Major Bridgenorth himself felt this; and while the tear of joy in his eye showed how gladly he would accept Lady Peveril's proposal, he could not help stating the obvious inconveniences attendant upon her scheme, though it was in the tone of one who would gladly hear them overruled.
"Madam," he said, "your kindness makes me the happiest and most thankful of men; but can it be consistent with your own convenience?
Sir Geoffrey has his opinions on many points, which have differed, and probably do still differ, from mine.

He is high-born, and I of middling parentage only.

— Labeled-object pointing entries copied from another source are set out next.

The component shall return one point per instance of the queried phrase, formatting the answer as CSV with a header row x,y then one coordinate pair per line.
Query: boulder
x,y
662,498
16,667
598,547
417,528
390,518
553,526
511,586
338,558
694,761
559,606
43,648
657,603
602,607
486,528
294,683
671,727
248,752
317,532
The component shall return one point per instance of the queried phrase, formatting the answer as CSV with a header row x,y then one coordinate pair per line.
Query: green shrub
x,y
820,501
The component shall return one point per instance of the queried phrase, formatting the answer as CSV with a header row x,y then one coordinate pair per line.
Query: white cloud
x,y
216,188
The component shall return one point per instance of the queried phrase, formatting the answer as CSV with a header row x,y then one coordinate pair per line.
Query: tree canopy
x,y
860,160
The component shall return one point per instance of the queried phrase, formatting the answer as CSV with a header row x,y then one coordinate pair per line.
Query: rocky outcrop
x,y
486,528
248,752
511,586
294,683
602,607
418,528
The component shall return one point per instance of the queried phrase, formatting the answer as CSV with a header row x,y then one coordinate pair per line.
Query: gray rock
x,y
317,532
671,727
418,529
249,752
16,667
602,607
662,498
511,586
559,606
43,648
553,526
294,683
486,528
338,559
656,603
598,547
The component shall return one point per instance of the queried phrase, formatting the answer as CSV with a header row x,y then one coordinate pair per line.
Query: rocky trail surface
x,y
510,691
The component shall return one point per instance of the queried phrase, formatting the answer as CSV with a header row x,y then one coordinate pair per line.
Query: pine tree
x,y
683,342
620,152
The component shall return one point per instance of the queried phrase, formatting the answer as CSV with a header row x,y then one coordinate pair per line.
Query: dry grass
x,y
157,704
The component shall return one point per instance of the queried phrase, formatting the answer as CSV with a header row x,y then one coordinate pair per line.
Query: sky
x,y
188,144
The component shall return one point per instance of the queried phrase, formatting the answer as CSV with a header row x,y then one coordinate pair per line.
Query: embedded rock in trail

He uses the Church Service, and I the Catechism of the Assembly of Divines at Westminster----" "I hope you will find prescribed in neither of them," said the Lady Peveril, "that I may not be a mother to your motherless child.

I trust, Master Bridgenorth, the joyful Restoration of his Majesty, a work wrought by the direct hand of Providence, may be the means of closing and healing all civil and religious dissensions among us, and that, instead of showing the superior purity of our faith, by persecuting those who think otherwise from ourselves on doctrinal points, we shall endeavour to show its real Christian tendency, by emulating each other in actions of good-will towards man, as the best way of showing our love to God." "Your ladyship speaks what your own kind heart dictates," answered Bridgenorth, who had his own share of the narrow-mindedness of the time; "and sure am I, that if all who call themselves loyalists and Cavaliers, thought like you--and like my friend Sir Geoffrey"-- (this he added after a moment's pause, being perhaps rather complimentary than sincere)--"we, who thought it our duty in time past to take arms for freedom of conscience, and against arbitrary power, might now sit down in peace and contentment.